Ventura quer aproveitar as presidenciais para provar, pelo seu crescimento eleitoral, que não será possível dispensar o Chega numa maioria de direita. E Rui Rio já disse que admitiria falar com Ventura, se este se moderasse. Resultado: o líder do Chega já faz exigências de ministérios num futuro governo liderado por Rio: quer a Justiça, a Administração Interna, a Segurança Social e a Agricultura.
No Bloco de Esquerda, o tempo é de algum sufoco. Nas presidenciais de há cinco anos, Marisa Matias obteve o melhor resultado alguma vez obtido pelos bloquistas numa eleição nacional: 10,12% (cerca de 470 mil votos). A fasquia está portanto altíssima - mas não há uma única sondagem que dê a candidata do BE sequer perto de repetir esse resultado. E não só não dão isso como até revelam a possibilidade forte de Marisa ficar atrás de Ventura - prova de que a recomposição da direita em curso pode também atingir a esquerda.

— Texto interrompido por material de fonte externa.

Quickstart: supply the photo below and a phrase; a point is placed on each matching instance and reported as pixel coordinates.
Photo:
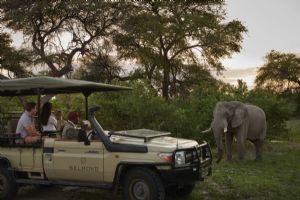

O que falta saber é se o movimento que o BE ensaiou de rutura em relação ao PS - e que se traduziu no voto contra o OE 2021 - atingirá ou não a candidatura de Marisa Matias. Surgiram estudos de opinião constatando que o partido perdia apoio eleitoral por se pôr de fora da geringonça (assim como foi duramente penalizado por ter contribuído para a queda de José Sócrates em 2011).
Mas as sondagens dizem ainda pior, na perspetiva da eurodeputada do BE. É mesmo possível que o candidato do PCP, João Ferreira, fique à sua frente. A luta de Marisa Matias parece portanto estar rodeada de grande dramatismo.
Para o candidato do PCP, pelo contrário, a fasquia de 2016 é baixíssima: ultrapassar os 3,95% (183 mil votos) obtidos por Edgar Silva - o pior resultado presidencial alguma vez obtido por um candidato comunista.
Mas pelo que mostram atualmente as sondagens, a noite eleitoral de João Ferreira poderá ter um sabor agridoce: pelo lado azedo, ficar atrás de André Ventura; pelo lado doce, ficar à frente de Marisa Matias. Depois resta saber como o partido avaliará a sua prestação para efeitos de tirocínio na sucessão de Jerónimo de Sousa. As presidenciais parecem ser as primárias do PCP para a escolha do sucessor do atual líder.
Com tudo isto, há alguém que permanece, aparentemente, tranquilo: o primeiro-ministro. O único resultado que verdadeiramente o perturbaria seria Ana Gomes passar à segunda volta - mas nada aponta para isso. Para o líder socialista só falta mesmo saber se no próximo quinquénio Marcelo cumprirá ou não a promessa de ser "exatamente o mesmo" que foi desde 2016: um PR cooperante e solidário com o governo. O histórico demonstra que nunca nenhum Presidente foi "exatamente o mesmo" do primeiro para o segundo mandato.